For companies struggling to account for – and lower – the climate-warming emissions associated with their businesses, these rerouted journeys add to the challenge. Many companies had already revamped their supply chains as they navigated Covid-19 disruptions, extreme weather risks, trade protectionism that forced them to change suppliers, and rising freight costs.
"Whether it's the Red Sea, or the war in Ukraine or Covid or Brexit before that, we've had so many discontinuities in the last decade," said Archana Jagannathan, who leads sustainability in Europe for PepsiCo. She said the company will need to double down on efforts to cut emissions if it hopes to meet its 2030 and 2040 climate pledges. Reuters spoke to executives from five large consumer companies and analyzed data from 30 sustainability reports of major firms to show that third-party carbon emissions have broadly been on the rise in recent years amid supply chain disruptions.
Since the attacks by Yemen’s Houthi rebel forces began in the Suez Canal last year, hundreds of ships - powered by heavy fuel oil - have been diverted around the Cape of Good Hope, adding hundreds of kilometers (miles) to each journey. Those extra kilometers (miles) are resulting in higher emissions.
A large container ship’s journey from Shanghai to Hamburg, for example, emits 38% more CO2, or 4.32 million kilograms, if it goes around Africa instead of through the Suez Canal, according to data pulled for Reuters by LSEG.
The tracking platform ShipsGo estimates that more than 600 vessels have been rerouted since the attacks began in October. It is not uncommon for vessels to take longer than expected even on routine days, according to ShipsGo. But delays and carbon emissions increased significantly after diversions due to the conflict in the Red Sea. In December, when ships started rerouting, average transit times increased by around 50%, leading to a similar increase in carbon emissions.
Delays and emissions started to normalise in following months, which ShipsGo says could be a result of the shipping industry adapting to the changed situations, such as choosing alternate shipping methods, or logged expected journey times more in line with longer routes.
The reroutings “are not planned,” International Maritime Organization chief Arsenio Dominguez told a news conference last month, and the additional CO2 release is “not emitted because we want to." The tracking data for the more than 6,000 containers originally loaded between December 15, 2023, when the first service suspension started according to ShipsGo, and March 31, 2024, shows how the rerouting led to delays, as ships were further redirected with some shipments delayed for weeks. Maersk has said the delays and backlogs will likely continue into the second half of the year.
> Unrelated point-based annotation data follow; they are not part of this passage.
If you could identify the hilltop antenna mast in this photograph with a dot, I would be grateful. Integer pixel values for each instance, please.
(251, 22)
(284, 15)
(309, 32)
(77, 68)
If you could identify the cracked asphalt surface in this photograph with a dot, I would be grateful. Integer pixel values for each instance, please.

For companies that depend on receiving or distributing goods by sea, these longer shipping journeys pose a potential threat. While a company’s in-house operations and energy use make up what’s called Scope 1 and Scope 2 emissions tallies, its supply chain and distribution activities go into its Scope 3 emissions — a classification developed by non-profit thinktank the World Resources Institute. Reuters examined the most recent sustainability reports for 30 of the world’s biggest companies, and found that 10 reported higher year-on-year Scope 3 emissions in 2022 or 2023, largely tied to shipping. The Red Sea delays could make that worse.
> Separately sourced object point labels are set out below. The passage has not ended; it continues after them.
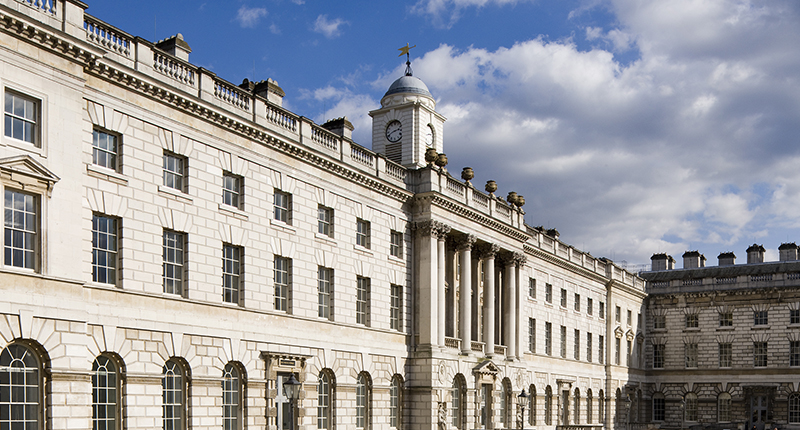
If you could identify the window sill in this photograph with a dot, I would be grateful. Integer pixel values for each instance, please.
(174, 193)
(232, 211)
(106, 174)
(325, 238)
(282, 225)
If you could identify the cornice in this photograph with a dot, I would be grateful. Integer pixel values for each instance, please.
(463, 211)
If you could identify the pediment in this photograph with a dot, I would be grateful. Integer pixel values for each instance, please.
(25, 172)
(486, 367)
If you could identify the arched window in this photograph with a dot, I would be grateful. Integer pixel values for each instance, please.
(363, 396)
(105, 394)
(173, 389)
(395, 402)
(724, 407)
(505, 403)
(601, 408)
(20, 388)
(459, 388)
(794, 407)
(325, 400)
(691, 406)
(548, 406)
(231, 398)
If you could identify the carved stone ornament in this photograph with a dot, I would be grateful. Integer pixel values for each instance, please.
(465, 242)
(491, 186)
(431, 155)
(467, 174)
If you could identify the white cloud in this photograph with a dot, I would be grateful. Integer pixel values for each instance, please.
(249, 17)
(328, 28)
Several top investors told Reuters that they would challenge or engage with companies that say they missed their Scope 3 emissions targets because of supply chain troubles like the Red Sea crisis.
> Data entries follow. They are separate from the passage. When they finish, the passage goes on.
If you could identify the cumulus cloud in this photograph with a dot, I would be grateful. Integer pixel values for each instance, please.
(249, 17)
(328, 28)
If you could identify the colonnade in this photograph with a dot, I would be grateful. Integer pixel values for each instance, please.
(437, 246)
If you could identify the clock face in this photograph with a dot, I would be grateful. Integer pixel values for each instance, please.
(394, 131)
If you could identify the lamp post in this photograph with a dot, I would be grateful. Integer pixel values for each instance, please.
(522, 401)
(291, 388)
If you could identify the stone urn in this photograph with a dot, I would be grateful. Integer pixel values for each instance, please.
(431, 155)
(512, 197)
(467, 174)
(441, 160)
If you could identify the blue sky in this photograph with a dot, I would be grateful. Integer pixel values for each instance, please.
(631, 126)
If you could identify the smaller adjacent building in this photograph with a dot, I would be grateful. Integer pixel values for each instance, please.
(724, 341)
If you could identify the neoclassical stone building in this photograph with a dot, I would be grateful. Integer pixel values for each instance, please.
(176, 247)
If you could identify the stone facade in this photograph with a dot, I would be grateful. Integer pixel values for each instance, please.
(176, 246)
Investment jeopardy Several top investors told Reuters that they would challenge or engage with companies that say they missed their Scope 3 emissions targets because of supply chain troubles like the Red Sea crisis. "Blaming transportation for missing Scope 3 targets sounds like a potential cop-out to me," said Eric Pedersen, Nordea Asset Management's head of responsible investments.
Some portfolios with climate-focused investment strategies could consider letting stocks go after "successive disappointments." While experts agree there is a business threat from missing emissions targets, it is a threat that many companies are not yet concerned about.